May 26, 2014
Okay first things first.
I AM STAYING IN NAPLES AND SO IS HERMANA FIN AND WE ARE SO HAPPY TOGETHERRRRRRRR!! <—sing that last little phrase.
I’m killing her off. Which is only appropriate as we’ve been through so much in this last 7 months. Who better to walk her (slash sprint with her) through the last 6 weeks of her mission than ME her favorite companion? Just kidding we don’t have favorites. But like. Obviously, I’m the girl for the job.
This week it was apparent just how hard Satan has been working on us these last couple weeks. The burden is lifted and we have been able to just work. Besides a sick day [missionary work is really hard on the body and we’ve both experienced some rather uncomfortable symptoms lately.] we’ve really gotten back into things. A huge blessing because we have such a short time left!!!
Ahh I don’t want to think about it.
We have seen miracles this week, just like any other. But I think the theme, at least in my head, has been the future. I realized as I talked with investigators, members, and other missionaries, that I have a LOT of life left to live. I have a lot of trials to face. A lot of decisions to make. A lot of tragedies to mourn. It all seems so daunting at times. I mean, my life has been pretty peachy so far. Born of goodly parents, taught the right things, no sudden deaths, no siblings gone astray…don’t get me wrong.
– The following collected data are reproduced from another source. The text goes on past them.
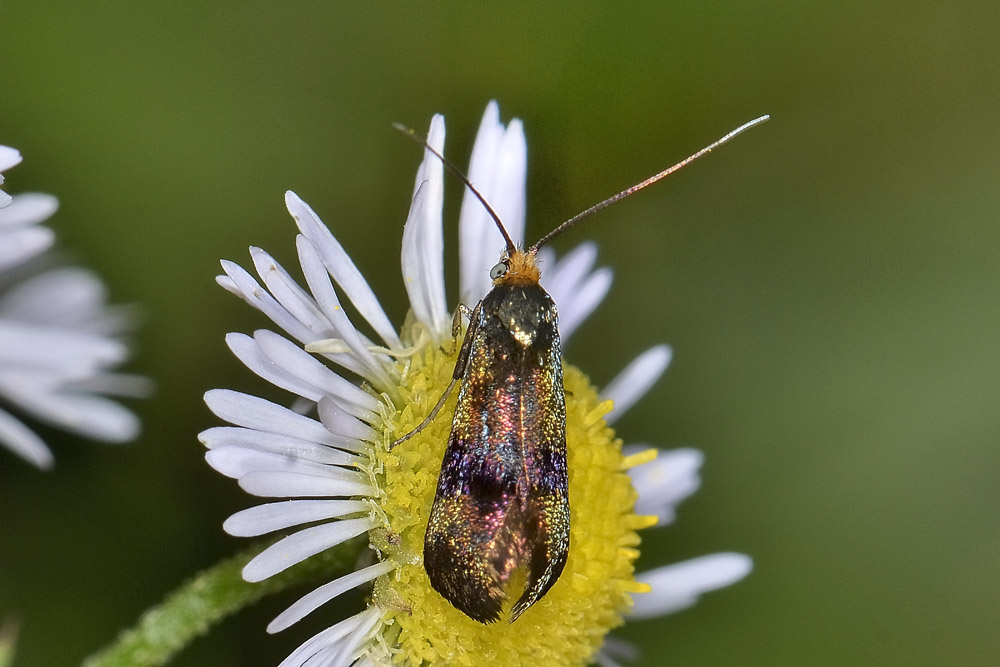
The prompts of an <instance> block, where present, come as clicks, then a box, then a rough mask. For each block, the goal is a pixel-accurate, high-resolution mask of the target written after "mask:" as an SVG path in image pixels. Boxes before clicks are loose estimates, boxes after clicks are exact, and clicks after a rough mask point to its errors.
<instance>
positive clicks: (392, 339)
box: [285, 190, 402, 349]
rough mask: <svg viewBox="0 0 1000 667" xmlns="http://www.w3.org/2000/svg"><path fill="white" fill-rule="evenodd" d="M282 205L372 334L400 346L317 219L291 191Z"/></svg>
mask: <svg viewBox="0 0 1000 667" xmlns="http://www.w3.org/2000/svg"><path fill="white" fill-rule="evenodd" d="M285 206H286V207H287V208H288V212H289V213H291V214H292V217H293V218H295V221H296V223H297V224H298V227H299V231H301V232H302V234H304V235H305V237H306V238H307V239H309V240H310V241H312V242H313V245H314V246H316V250H317V252H319V255H320V257H322V258H323V263H324V264H325V265H326V268H327V271H329V272H330V275H331V276H333V280H334V282H336V283H337V285H338V286H339V287H340V289H341V290H343V292H344V294H346V295H347V298H348V299H349V300H350V302H351V303H352V304H354V307H355V308H357V310H358V313H360V314H361V316H362V317H363V318H365V321H367V322H368V324H370V325H371V327H372V329H374V330H375V333H377V334H378V335H379V336H381V337H382V340H383V341H385V343H386V345H388V346H389V347H390V348H393V349H398V348H400V347H402V344H401V343H400V341H399V336H398V335H397V334H396V330H395V328H394V327H393V326H392V323H391V322H390V321H389V317H388V316H387V315H386V314H385V310H384V309H383V308H382V306H381V304H379V302H378V299H377V298H376V297H375V293H374V292H373V291H372V289H371V287H369V286H368V283H367V281H365V279H364V276H362V275H361V272H360V271H358V268H357V267H356V266H355V265H354V262H353V261H351V258H350V256H349V255H348V254H347V253H346V252H345V251H344V248H343V247H342V246H341V245H340V243H339V242H338V241H337V239H336V238H335V237H334V236H333V234H332V233H331V232H330V230H329V229H328V228H327V227H326V225H324V224H323V222H322V221H321V220H320V219H319V216H317V215H316V213H315V212H314V211H313V210H312V209H311V208H309V206H308V204H306V203H305V202H304V201H302V200H301V199H299V197H298V195H296V194H295V193H294V192H292V191H291V190H289V191H288V192H286V193H285Z"/></svg>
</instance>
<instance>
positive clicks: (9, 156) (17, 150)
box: [0, 146, 21, 208]
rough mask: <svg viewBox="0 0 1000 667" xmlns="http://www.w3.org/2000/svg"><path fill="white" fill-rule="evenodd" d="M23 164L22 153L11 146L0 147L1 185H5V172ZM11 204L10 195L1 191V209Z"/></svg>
mask: <svg viewBox="0 0 1000 667" xmlns="http://www.w3.org/2000/svg"><path fill="white" fill-rule="evenodd" d="M20 163H21V153H19V152H18V150H17V149H16V148H11V147H10V146H0V185H3V172H5V171H7V170H8V169H10V168H11V167H13V166H15V165H18V164H20ZM9 203H10V195H9V194H7V193H6V192H4V191H3V190H0V208H3V207H4V206H6V205H7V204H9Z"/></svg>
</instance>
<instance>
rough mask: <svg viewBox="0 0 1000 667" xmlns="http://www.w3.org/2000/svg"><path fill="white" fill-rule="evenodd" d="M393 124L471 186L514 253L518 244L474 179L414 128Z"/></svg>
mask: <svg viewBox="0 0 1000 667" xmlns="http://www.w3.org/2000/svg"><path fill="white" fill-rule="evenodd" d="M392 126H393V127H394V128H395V129H397V130H399V131H400V132H402V133H403V134H405V135H406V136H408V137H409V138H410V139H412V140H413V141H415V142H416V143H418V144H420V145H421V146H423V147H424V148H425V149H426V150H428V151H430V152H431V153H432V154H434V156H435V157H437V159H439V160H441V164H443V165H444V166H445V167H447V168H448V170H449V171H450V172H451V173H453V174H455V175H456V176H458V177H459V178H460V179H462V182H463V183H465V187H467V188H469V191H470V192H472V194H474V195H475V196H476V199H478V200H479V202H480V203H481V204H482V205H483V207H484V208H485V209H486V212H487V213H489V214H490V217H491V218H493V222H495V223H497V229H499V230H500V233H501V234H502V235H503V240H504V243H506V244H507V255H508V256H511V255H513V254H514V253H515V252H516V251H517V246H515V245H514V241H513V240H511V238H510V234H508V233H507V230H506V229H505V228H504V226H503V222H502V221H501V220H500V216H499V215H497V212H496V211H494V210H493V207H492V206H490V203H489V202H488V201H486V197H484V196H483V195H482V193H480V192H479V190H477V189H476V186H474V185H473V184H472V181H470V180H469V179H468V178H467V177H466V176H465V174H463V173H462V170H461V169H459V168H458V167H456V166H455V165H454V164H452V163H451V160H449V159H448V158H446V157H445V156H443V155H441V153H439V152H437V150H436V149H435V148H434V147H433V146H431V145H430V144H429V143H427V140H426V139H424V138H422V137H421V136H420V135H419V134H417V133H416V132H415V131H414V130H411V129H410V128H408V127H406V126H405V125H402V124H400V123H393V124H392Z"/></svg>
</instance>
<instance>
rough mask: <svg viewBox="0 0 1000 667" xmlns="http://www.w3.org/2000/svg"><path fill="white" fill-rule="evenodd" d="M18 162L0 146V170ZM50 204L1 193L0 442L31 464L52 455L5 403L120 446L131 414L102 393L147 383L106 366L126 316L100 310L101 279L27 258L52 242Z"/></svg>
mask: <svg viewBox="0 0 1000 667" xmlns="http://www.w3.org/2000/svg"><path fill="white" fill-rule="evenodd" d="M20 161H21V156H20V154H19V153H18V152H17V151H16V150H14V149H12V148H9V147H7V146H0V171H2V170H3V169H6V168H9V167H11V166H14V165H16V164H17V163H19V162H20ZM2 182H3V180H2V176H0V183H2ZM57 207H58V201H57V200H56V198H55V197H53V196H51V195H46V194H39V193H26V194H18V195H14V196H13V197H11V196H10V195H8V194H6V193H4V192H0V405H2V406H3V407H0V445H3V446H4V447H7V448H8V449H10V450H11V451H13V452H14V453H16V454H18V455H19V456H21V457H22V458H24V459H25V460H27V461H29V462H31V463H33V464H35V465H36V466H38V467H40V468H48V467H50V466H51V465H52V462H53V459H52V453H51V452H50V451H49V449H48V447H47V446H46V445H45V442H44V441H43V440H42V439H41V437H39V436H38V434H36V433H35V432H34V431H32V430H31V429H30V428H29V427H28V426H27V425H25V424H24V423H23V422H22V421H21V420H20V419H19V418H18V417H15V416H14V415H13V414H12V412H10V411H9V410H8V409H7V408H9V407H10V408H17V409H19V410H20V411H21V412H23V413H26V414H27V415H29V416H30V417H32V418H34V419H36V420H38V421H41V422H45V423H47V424H50V425H52V426H55V427H57V428H60V429H63V430H65V431H68V432H70V433H75V434H77V435H82V436H85V437H88V438H92V439H95V440H101V441H104V442H115V443H117V442H125V441H128V440H132V439H133V438H135V436H136V434H137V433H138V431H139V422H138V419H137V418H136V416H135V415H134V414H132V413H131V412H129V411H128V410H126V409H125V408H123V407H122V406H121V405H119V404H118V403H116V402H115V401H113V400H110V399H109V398H107V397H106V396H105V395H106V394H110V395H122V394H124V395H136V394H141V393H144V392H145V391H146V389H147V387H146V383H145V380H144V379H143V378H136V377H130V376H125V375H119V374H115V373H113V372H112V369H113V368H114V367H115V366H117V365H118V364H120V363H122V362H123V361H124V360H125V359H126V358H127V356H128V348H127V346H126V345H125V343H124V342H123V341H122V340H121V339H120V338H121V334H122V333H123V332H124V331H125V330H126V329H127V328H128V320H129V318H128V317H127V316H126V313H124V312H122V311H120V310H116V309H113V308H109V307H108V305H107V292H106V289H105V287H104V284H103V282H102V281H101V279H100V278H99V277H98V276H97V275H95V274H94V273H92V272H90V271H87V270H85V269H80V268H73V267H55V266H53V267H47V268H38V267H37V266H34V263H33V262H32V260H35V259H36V258H38V256H39V255H41V254H42V253H43V252H44V251H45V250H47V249H48V248H49V247H51V245H52V243H53V241H54V240H55V237H54V234H53V232H52V230H50V229H48V228H47V227H43V226H41V223H42V222H44V221H45V220H47V219H48V218H49V217H50V216H51V215H52V214H53V213H54V212H55V210H56V208H57Z"/></svg>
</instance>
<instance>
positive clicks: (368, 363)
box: [296, 235, 393, 389]
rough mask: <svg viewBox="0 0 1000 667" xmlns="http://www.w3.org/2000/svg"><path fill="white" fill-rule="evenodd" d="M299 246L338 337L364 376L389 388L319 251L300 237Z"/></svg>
mask: <svg viewBox="0 0 1000 667" xmlns="http://www.w3.org/2000/svg"><path fill="white" fill-rule="evenodd" d="M296 247H297V248H298V251H299V263H300V264H301V265H302V272H303V274H304V275H305V277H306V282H307V283H308V285H309V289H310V290H311V291H312V293H313V296H314V297H315V299H316V303H317V305H318V306H319V308H320V310H321V311H322V312H323V315H324V316H325V317H326V319H327V320H328V321H329V322H330V323H331V324H332V325H333V327H334V329H335V331H336V337H337V338H339V339H341V340H342V341H344V343H346V344H347V346H348V348H350V350H351V353H352V354H353V356H354V358H355V359H357V360H358V362H359V363H360V364H361V368H362V373H361V375H362V377H364V378H365V379H366V380H368V381H369V382H370V383H371V384H373V385H374V386H376V387H379V388H381V389H388V388H389V387H391V386H392V385H393V382H392V380H391V379H390V378H389V374H388V373H387V372H386V369H385V366H383V365H382V362H381V361H379V360H378V359H377V358H376V357H375V355H373V354H372V353H371V350H369V349H368V345H369V341H368V340H367V339H366V338H365V337H363V336H362V335H361V334H360V333H358V331H357V329H355V328H354V325H353V324H352V323H351V321H350V319H349V318H348V317H347V313H345V312H344V309H343V308H342V307H341V305H340V299H338V298H337V293H336V291H334V289H333V285H332V284H331V283H330V277H329V273H328V272H327V270H326V267H324V266H323V262H322V260H321V259H320V257H319V254H318V253H317V252H316V248H315V247H314V246H313V244H312V242H311V241H309V239H307V238H306V237H305V236H301V235H300V236H299V237H298V238H297V239H296Z"/></svg>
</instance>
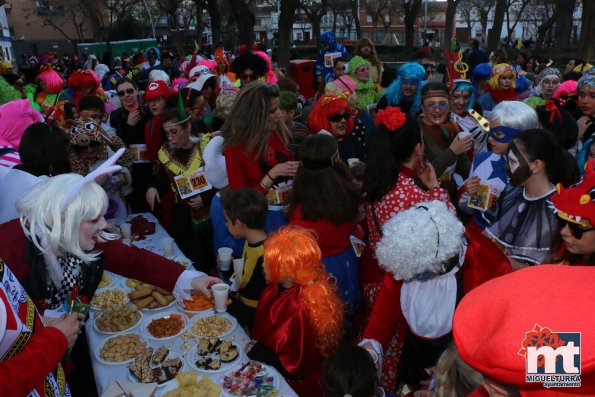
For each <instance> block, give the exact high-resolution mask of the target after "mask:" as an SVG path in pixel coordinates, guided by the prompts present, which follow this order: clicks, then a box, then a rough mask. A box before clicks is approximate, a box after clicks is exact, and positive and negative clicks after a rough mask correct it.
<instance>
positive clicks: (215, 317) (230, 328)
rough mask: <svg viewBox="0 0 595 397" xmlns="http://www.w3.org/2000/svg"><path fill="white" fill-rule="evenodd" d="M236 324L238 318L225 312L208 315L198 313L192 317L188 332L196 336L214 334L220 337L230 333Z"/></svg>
mask: <svg viewBox="0 0 595 397" xmlns="http://www.w3.org/2000/svg"><path fill="white" fill-rule="evenodd" d="M237 324H238V320H236V319H235V317H233V316H230V315H229V314H227V313H223V314H216V315H210V316H209V315H206V316H200V315H199V316H195V317H194V318H193V319H192V325H191V326H190V332H192V333H193V334H194V335H196V336H198V337H205V336H216V337H218V338H222V337H224V336H226V335H229V334H231V333H232V332H233V330H234V329H235V327H236V325H237Z"/></svg>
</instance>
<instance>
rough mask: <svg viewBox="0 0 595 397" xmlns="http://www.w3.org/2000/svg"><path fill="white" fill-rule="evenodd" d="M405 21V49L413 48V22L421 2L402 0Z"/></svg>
mask: <svg viewBox="0 0 595 397" xmlns="http://www.w3.org/2000/svg"><path fill="white" fill-rule="evenodd" d="M401 6H402V7H403V14H404V19H405V47H407V48H410V49H411V48H413V44H414V43H413V41H414V36H415V22H416V20H417V16H418V15H419V11H420V9H421V0H402V3H401Z"/></svg>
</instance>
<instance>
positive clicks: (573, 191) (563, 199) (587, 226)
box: [552, 160, 595, 227]
mask: <svg viewBox="0 0 595 397" xmlns="http://www.w3.org/2000/svg"><path fill="white" fill-rule="evenodd" d="M585 173H586V174H585V177H584V178H583V180H582V181H580V182H579V183H577V184H576V185H574V186H572V187H569V188H568V189H564V187H563V186H562V185H560V184H558V186H556V189H557V190H558V192H557V193H554V194H553V195H552V203H553V204H554V207H555V208H556V211H557V213H558V216H559V217H560V218H562V219H565V220H567V221H569V222H574V223H578V224H580V225H582V226H585V227H589V225H587V224H585V223H584V222H581V221H582V220H583V219H586V220H588V221H589V222H590V223H591V226H592V225H595V161H594V160H589V161H588V162H587V164H586V165H585Z"/></svg>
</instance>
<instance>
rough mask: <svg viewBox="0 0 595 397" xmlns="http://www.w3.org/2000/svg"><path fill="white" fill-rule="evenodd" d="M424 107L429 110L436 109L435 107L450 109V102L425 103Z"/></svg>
mask: <svg viewBox="0 0 595 397" xmlns="http://www.w3.org/2000/svg"><path fill="white" fill-rule="evenodd" d="M423 107H424V108H426V109H429V110H434V109H439V110H445V109H448V107H449V106H448V103H437V104H429V105H423Z"/></svg>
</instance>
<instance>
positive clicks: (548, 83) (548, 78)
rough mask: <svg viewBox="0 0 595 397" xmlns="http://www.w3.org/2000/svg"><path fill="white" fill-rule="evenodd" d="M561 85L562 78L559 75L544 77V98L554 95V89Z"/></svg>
mask: <svg viewBox="0 0 595 397" xmlns="http://www.w3.org/2000/svg"><path fill="white" fill-rule="evenodd" d="M559 85H560V79H559V78H558V76H555V75H552V76H547V77H544V78H543V79H542V80H541V92H542V95H543V99H546V100H547V99H550V98H551V97H552V96H553V95H554V91H556V88H558V86H559Z"/></svg>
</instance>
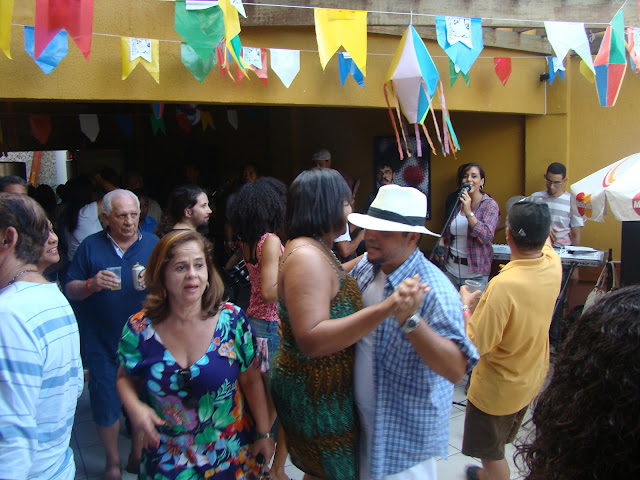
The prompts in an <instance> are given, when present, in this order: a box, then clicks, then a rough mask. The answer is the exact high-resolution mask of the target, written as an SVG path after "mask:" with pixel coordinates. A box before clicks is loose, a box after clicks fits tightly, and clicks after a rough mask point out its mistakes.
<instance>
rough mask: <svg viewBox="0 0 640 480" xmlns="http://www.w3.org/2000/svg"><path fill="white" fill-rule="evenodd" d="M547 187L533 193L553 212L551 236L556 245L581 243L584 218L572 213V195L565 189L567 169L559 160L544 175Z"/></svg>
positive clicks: (555, 244) (544, 177)
mask: <svg viewBox="0 0 640 480" xmlns="http://www.w3.org/2000/svg"><path fill="white" fill-rule="evenodd" d="M544 181H545V183H546V184H547V189H546V190H542V191H541V192H536V193H534V194H533V195H531V198H533V199H540V201H542V202H544V203H546V204H547V205H548V206H549V211H550V212H551V232H550V235H549V236H550V238H551V241H552V242H553V245H554V246H566V245H580V240H581V235H582V227H583V225H584V221H583V220H582V218H580V217H577V216H575V215H571V195H570V194H569V192H566V191H565V190H564V186H565V184H566V183H567V169H566V167H565V166H564V165H563V164H561V163H558V162H554V163H552V164H551V165H549V166H548V167H547V173H545V175H544Z"/></svg>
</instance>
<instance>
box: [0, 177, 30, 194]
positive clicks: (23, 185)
mask: <svg viewBox="0 0 640 480" xmlns="http://www.w3.org/2000/svg"><path fill="white" fill-rule="evenodd" d="M9 185H22V186H23V187H25V188H27V181H26V180H25V179H24V178H22V177H19V176H17V175H7V176H6V177H0V192H4V189H5V187H8V186H9Z"/></svg>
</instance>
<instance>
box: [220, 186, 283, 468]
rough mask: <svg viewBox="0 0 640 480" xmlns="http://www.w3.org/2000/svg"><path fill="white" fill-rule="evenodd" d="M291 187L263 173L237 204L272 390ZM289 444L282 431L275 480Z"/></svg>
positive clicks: (233, 205)
mask: <svg viewBox="0 0 640 480" xmlns="http://www.w3.org/2000/svg"><path fill="white" fill-rule="evenodd" d="M286 204H287V187H286V186H285V184H284V183H282V182H281V181H280V180H277V179H275V178H272V177H261V178H259V179H257V180H256V181H255V182H249V183H246V184H245V185H244V186H242V188H240V190H238V193H237V195H236V198H235V200H234V202H233V206H232V209H231V212H230V214H231V219H230V220H231V225H232V227H233V230H234V232H236V233H237V234H238V236H239V237H240V240H241V242H242V254H243V258H244V261H245V263H246V265H247V269H248V270H249V278H250V279H251V297H250V299H249V307H248V308H247V315H248V316H249V321H250V322H251V325H253V328H254V329H255V331H256V336H257V337H258V345H259V346H261V347H263V351H264V349H266V358H264V362H263V365H262V371H263V378H264V381H265V385H266V387H267V392H269V365H270V364H271V363H272V362H273V360H274V358H275V354H276V351H277V350H278V348H279V347H280V336H279V334H278V325H279V319H278V312H277V310H278V265H279V264H280V259H281V258H282V253H283V252H284V247H283V246H282V242H281V241H280V238H279V237H278V235H277V232H280V231H281V230H282V228H283V227H284V218H285V213H286ZM268 405H269V421H270V422H271V423H270V424H271V425H273V422H274V421H275V418H276V409H275V407H274V406H273V401H272V400H271V395H270V394H269V395H268ZM286 459H287V449H286V446H285V442H284V433H283V432H282V431H280V432H278V449H277V451H276V456H275V458H274V461H273V466H272V468H271V476H272V478H274V479H275V480H280V479H285V478H287V477H286V476H285V473H284V465H285V462H286Z"/></svg>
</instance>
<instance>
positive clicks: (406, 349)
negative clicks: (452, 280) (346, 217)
mask: <svg viewBox="0 0 640 480" xmlns="http://www.w3.org/2000/svg"><path fill="white" fill-rule="evenodd" d="M426 212H427V199H426V197H425V196H424V195H423V194H422V193H421V192H420V191H419V190H417V189H415V188H412V187H400V186H398V185H386V186H383V187H380V189H379V191H378V194H377V196H376V198H375V200H374V201H373V203H372V204H371V206H370V207H369V210H368V212H367V214H366V215H365V214H358V213H352V214H351V215H349V217H348V219H349V221H350V222H351V223H353V224H354V225H356V226H358V227H361V228H364V229H365V230H366V231H365V236H364V240H365V244H366V247H367V253H366V254H365V256H364V257H363V259H362V260H361V261H360V262H359V263H358V264H357V265H356V266H355V267H354V269H353V270H352V271H351V274H352V275H353V276H354V277H355V278H356V279H357V281H358V285H359V286H360V290H361V291H362V301H363V305H364V306H367V305H374V304H376V303H378V302H380V301H381V300H383V299H384V298H386V297H387V296H389V295H391V293H392V292H393V291H394V289H395V288H396V287H397V286H398V284H400V282H402V280H404V279H405V278H409V277H413V276H414V275H416V274H418V275H419V276H420V281H421V282H423V283H424V282H426V283H428V284H429V286H430V287H431V290H430V291H429V292H427V294H426V295H425V297H424V301H423V302H422V304H421V305H420V307H419V308H418V310H417V311H416V312H415V314H414V315H412V316H410V317H409V318H395V317H389V318H387V319H385V320H384V321H383V322H382V323H381V324H380V326H378V327H377V328H376V329H375V330H374V331H373V332H371V333H370V334H369V335H367V336H366V337H365V338H363V339H362V340H361V341H360V342H358V344H357V345H356V362H355V397H356V404H357V406H358V411H359V414H360V421H361V449H360V478H361V479H363V480H364V479H367V480H369V479H372V480H380V479H385V480H400V479H407V480H408V479H418V478H419V479H421V480H422V479H435V478H436V476H437V474H436V458H437V457H438V456H441V457H444V458H446V457H447V451H448V441H449V417H450V412H451V402H452V400H453V386H454V384H455V383H458V382H459V381H460V380H461V379H462V378H463V376H464V375H465V373H466V372H469V371H471V369H472V368H473V366H474V365H475V364H476V363H477V361H478V353H477V351H476V348H475V347H474V346H473V344H472V343H471V342H470V341H469V340H468V339H467V336H466V334H465V329H464V321H463V316H462V303H461V301H460V296H459V295H458V292H456V290H455V288H454V287H453V285H452V284H451V282H450V281H449V280H448V279H447V277H446V276H445V275H444V274H443V273H442V272H441V271H440V269H438V268H437V267H436V266H435V265H433V264H432V263H431V262H429V261H428V260H427V259H426V258H425V256H424V255H423V254H422V252H421V251H420V249H419V248H418V244H419V242H420V236H421V234H427V235H434V236H437V235H436V234H434V233H432V232H430V231H429V230H427V229H426V228H425V227H424V222H425V216H426Z"/></svg>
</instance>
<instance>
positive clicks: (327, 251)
mask: <svg viewBox="0 0 640 480" xmlns="http://www.w3.org/2000/svg"><path fill="white" fill-rule="evenodd" d="M316 240H318V242H319V243H320V245H322V247H323V248H324V249H325V250H326V251H327V252H329V253H330V254H331V256H332V257H333V259H334V260H335V261H336V263H337V264H338V266H339V267H340V268H342V262H341V261H340V259H339V258H338V256H337V255H336V254H335V252H334V251H333V250H331V249H330V248H329V247H327V245H326V244H325V243H324V242H323V241H322V238H320V237H317V238H316Z"/></svg>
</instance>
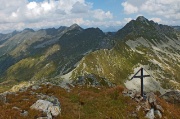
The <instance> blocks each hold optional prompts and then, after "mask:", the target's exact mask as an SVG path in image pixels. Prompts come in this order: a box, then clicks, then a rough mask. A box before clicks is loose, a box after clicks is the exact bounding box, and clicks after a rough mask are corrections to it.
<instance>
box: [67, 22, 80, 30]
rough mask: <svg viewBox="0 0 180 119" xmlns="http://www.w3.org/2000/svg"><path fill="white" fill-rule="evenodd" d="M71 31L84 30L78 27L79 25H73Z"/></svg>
mask: <svg viewBox="0 0 180 119" xmlns="http://www.w3.org/2000/svg"><path fill="white" fill-rule="evenodd" d="M69 28H70V29H71V30H73V29H78V30H80V31H81V30H82V28H81V27H80V26H79V25H78V24H73V25H71V26H70V27H69Z"/></svg>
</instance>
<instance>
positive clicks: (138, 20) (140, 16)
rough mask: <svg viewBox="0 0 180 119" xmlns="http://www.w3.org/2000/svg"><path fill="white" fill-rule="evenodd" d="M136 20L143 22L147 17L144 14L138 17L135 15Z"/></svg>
mask: <svg viewBox="0 0 180 119" xmlns="http://www.w3.org/2000/svg"><path fill="white" fill-rule="evenodd" d="M136 21H142V22H144V21H148V19H146V18H145V17H144V16H139V17H137V19H136Z"/></svg>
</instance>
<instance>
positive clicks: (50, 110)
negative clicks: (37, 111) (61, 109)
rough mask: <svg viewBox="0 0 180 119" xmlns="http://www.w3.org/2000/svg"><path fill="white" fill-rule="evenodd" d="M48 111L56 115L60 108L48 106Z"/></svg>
mask: <svg viewBox="0 0 180 119" xmlns="http://www.w3.org/2000/svg"><path fill="white" fill-rule="evenodd" d="M48 112H50V113H51V114H52V116H58V115H59V114H60V113H61V109H60V108H59V106H50V107H49V108H48Z"/></svg>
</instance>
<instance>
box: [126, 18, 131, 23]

My family has had our share of trials but I look around and think, “what could Heavenly Father possibly have in store for me?”
I’m so grateful I’ve had this opportunity here to learn and prepare myself for whatever it may be. I tell people all day every day that reading the scriptures, going to church, and praying will solve all their problems. That all they have to do is read the Book of Mormon and they will be happy. It seems to be the most unlikely connection. But when people have that faith to just try it out, they see miracles. I’ve been here for 15 months watching these miracles from a front-row seat. It builds my own faith and prepares me for the future.
As I’m heading into the last 12 weeks of my mission, I’m praying that my conversion deepens enough to last. That the walls I’m building up are strong enough to hold up against the hurricanes of life. That’s my focus. Permanent, lasting, change.
President has talked to us a lot lately about “going back”. Too many missionaries finish their missions and “go back” to the people they were before the mission. Not that they were ‘bad’ before or even after. But what was the point of the 18 months to 2 years spent laboring and praying and changing little by little to come home and go back to being exactly the same? It does us no good and it’s the opposite of what we are trying to accomplish. To be perfectly honest, “going back” is my biggest fear. I can’t preach repentance and change and hope and a better future and go home without living it. As Elder Holland said, our missions are first for us–the missionaries. Heavenly Father can do his own work and he doesn’t need a bunch of immature 18 to 20-something year olds doing it. But he does need those immature 18 to 20-something year olds to grow up and be leaders one day. To raise righteous families and do good in the world. And so he gives us this 18 month to 2 year training center to learn how to do what He will require of us later. The mission is an MTC for our lives. Basically.
And we cannot go back.
And so I’m ready to get going on this transfer–my last with Hermana Fin. Ready to learn and grow and change and improve myself to the point where I won’t go back. And I won’t even want to.